If the system determines the freight can’t be hauled economically with its own private fleet or by Greatwide’s “virtual” private fleet, then it is given back to the shipper to give to common carriers.

If this model plays out in reality like it sounds on paper, this could have a major impact on the relationship between a private fleet and common carriers, such as Greatwide, that provide dedicated transportion.  I think this type of technology offers a compelling reason for a private fleet to increase its use of third party, dedicated capacity in its system. However, I want to mention that I believe this new business model has several flaws from the perspective of a private fleet.

Power-to-load optimization software from IDSC and other providers produces an “optimal” dispatch solution using measurable inputs such as costs, lane rates and the current position of assets in the system. However, it largely ignores the core advantages of using the private fleet versus a common carrier in one or more lanes: dependability, reliability, efficiency, customer service, and the ability for a private fleet to find its own backhauls and/or to partner with independent logistics firms that can provide backhaul solutions.

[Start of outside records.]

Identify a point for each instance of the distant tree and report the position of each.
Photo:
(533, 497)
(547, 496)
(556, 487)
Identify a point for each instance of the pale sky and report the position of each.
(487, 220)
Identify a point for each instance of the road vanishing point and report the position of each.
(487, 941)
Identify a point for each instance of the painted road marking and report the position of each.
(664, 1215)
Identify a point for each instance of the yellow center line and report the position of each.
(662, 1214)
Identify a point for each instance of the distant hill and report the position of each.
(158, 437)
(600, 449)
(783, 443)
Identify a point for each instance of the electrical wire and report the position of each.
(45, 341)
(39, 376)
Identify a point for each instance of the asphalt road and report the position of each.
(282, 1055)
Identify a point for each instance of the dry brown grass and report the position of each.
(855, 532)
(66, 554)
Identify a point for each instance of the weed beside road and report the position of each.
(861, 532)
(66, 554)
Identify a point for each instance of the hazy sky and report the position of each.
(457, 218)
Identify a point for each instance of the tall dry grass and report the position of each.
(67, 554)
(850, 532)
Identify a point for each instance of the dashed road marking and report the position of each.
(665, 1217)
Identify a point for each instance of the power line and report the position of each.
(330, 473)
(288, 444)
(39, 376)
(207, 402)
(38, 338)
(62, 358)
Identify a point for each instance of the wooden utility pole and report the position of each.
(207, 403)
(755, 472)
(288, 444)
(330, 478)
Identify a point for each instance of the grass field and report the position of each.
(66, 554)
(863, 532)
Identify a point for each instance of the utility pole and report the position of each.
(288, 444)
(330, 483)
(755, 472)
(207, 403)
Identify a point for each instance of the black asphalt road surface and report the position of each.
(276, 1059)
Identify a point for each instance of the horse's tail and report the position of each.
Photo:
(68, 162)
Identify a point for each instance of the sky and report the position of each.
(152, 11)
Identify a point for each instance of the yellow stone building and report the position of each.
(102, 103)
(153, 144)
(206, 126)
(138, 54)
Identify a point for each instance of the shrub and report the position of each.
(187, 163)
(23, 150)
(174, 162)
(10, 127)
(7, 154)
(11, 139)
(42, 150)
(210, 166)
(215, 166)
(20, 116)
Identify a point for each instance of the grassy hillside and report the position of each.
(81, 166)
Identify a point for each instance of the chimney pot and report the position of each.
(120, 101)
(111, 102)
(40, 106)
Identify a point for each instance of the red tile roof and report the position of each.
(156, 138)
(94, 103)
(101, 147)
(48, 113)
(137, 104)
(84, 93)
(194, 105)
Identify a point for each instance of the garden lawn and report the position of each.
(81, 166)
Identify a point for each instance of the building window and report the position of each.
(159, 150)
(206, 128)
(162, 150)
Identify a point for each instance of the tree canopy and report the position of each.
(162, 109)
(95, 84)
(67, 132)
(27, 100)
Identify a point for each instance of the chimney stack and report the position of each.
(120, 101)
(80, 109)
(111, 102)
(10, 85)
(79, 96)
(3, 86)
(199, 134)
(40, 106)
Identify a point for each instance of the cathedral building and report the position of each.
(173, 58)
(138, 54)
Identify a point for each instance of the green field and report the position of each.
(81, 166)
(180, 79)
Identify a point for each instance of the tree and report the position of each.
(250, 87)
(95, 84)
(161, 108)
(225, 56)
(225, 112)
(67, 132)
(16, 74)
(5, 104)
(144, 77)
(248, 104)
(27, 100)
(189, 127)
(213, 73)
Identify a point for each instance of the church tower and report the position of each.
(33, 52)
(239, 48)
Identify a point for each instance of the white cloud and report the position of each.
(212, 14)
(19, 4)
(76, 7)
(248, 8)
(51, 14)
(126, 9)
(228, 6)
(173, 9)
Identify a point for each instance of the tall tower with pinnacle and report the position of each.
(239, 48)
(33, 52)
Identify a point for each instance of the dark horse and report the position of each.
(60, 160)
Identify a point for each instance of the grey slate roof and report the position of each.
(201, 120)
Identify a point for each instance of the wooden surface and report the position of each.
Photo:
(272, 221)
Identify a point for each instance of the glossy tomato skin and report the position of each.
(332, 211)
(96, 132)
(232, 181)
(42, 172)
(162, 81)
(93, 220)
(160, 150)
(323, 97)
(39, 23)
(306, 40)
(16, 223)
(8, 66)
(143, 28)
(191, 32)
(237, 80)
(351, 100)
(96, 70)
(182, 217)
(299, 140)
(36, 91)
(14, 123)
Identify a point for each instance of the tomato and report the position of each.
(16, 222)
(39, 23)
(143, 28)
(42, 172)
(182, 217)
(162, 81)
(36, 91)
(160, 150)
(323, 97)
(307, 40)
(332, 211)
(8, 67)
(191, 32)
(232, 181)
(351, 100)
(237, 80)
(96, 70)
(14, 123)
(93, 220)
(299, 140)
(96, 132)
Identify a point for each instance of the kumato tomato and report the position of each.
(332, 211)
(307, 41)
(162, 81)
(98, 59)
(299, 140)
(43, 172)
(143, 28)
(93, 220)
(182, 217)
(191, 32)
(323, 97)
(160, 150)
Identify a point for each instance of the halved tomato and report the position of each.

Greatwide has purchased a couple of large brokerage firms that, among other advantages, may help fill in the backhauls for assets in the system, both for the private fleet and for their own assets. Yet who really wins in the case where they provide a backhaul to the private fleet? While the private fleet picks up some extra revenue, Greatwide gets a bigger slice of the pie by using the private fleet’s capacity to generate more revenue. It also knows what to pay for a backhaul to make it “fit” within the system–which may be below the rate a private fleet could get from an independent broker or provider of backhaul solutions.